「だって、みんながあなたひとりの肩にかかってきたじゃありませんか。なるほど、以前にも、みながあなたにおぶさっていた。(岩波文庫『罪と罰 中』p266)
『ちがう、今日まで彼女を運河から引きとめてきたのは、罪の意識なんだ。それと、あのひとたちだ、あの・・・・・そして、今日まで彼女が発狂しないでこられたのは・・・・・(『罪と罰 中』p279)
(赤字表記は、管理人ミルトスによる)
「あのひとたち」と「あの」には作者ドストエフスキーによる傍点が付されているということは、「ドストエフスキー『罪と罰』29 」でも書いた。

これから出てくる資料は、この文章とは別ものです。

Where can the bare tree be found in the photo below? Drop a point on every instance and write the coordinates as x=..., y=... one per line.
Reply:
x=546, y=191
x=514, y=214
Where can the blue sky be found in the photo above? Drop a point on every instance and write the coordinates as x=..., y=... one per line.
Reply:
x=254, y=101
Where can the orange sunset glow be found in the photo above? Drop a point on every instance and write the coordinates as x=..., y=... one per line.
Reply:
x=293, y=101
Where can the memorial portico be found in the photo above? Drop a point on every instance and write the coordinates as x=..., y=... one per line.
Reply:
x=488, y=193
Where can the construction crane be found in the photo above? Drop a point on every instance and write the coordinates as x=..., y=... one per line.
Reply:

ここに先立つp266のソーニャに向かって語られたラスコーリニコフの言葉「みんながあなたひとりの肩にかかってきたじゃありませんか」の「みんな」も「あのひとたち」と同じ、カチェーリーナとその連れ子ポーレチカ、リードチカ、コーリャのことであろう。
つまり、ソーニャを自殺や発狂から引き留めているのはカチェリーナとポーレチカ、リードチカ、コーリャであり、ソーニャにおぶさっているのもカチェリーナとポーレチカ、リードチカ、コーリャだということだ。
この構図は、「『闇の守り人』」で書いた「重荷となっていた存在が錘(おもり)となって、その人を支えている」ということと同じだと言える。
ここでは、重荷となっている人々が錨(いかり)となってソーニャをつなぎ止めている、そうラスコーリニコフは理解したのだ。
そしてこのことは、「八木誠一『キリストとイエス』と − ドストエフスキー『罪と罰』」で引用した「私は他者とのかかわりの中で自己自身であるべく、置かれた存在なのである」にも繋がっていくことのように思われる。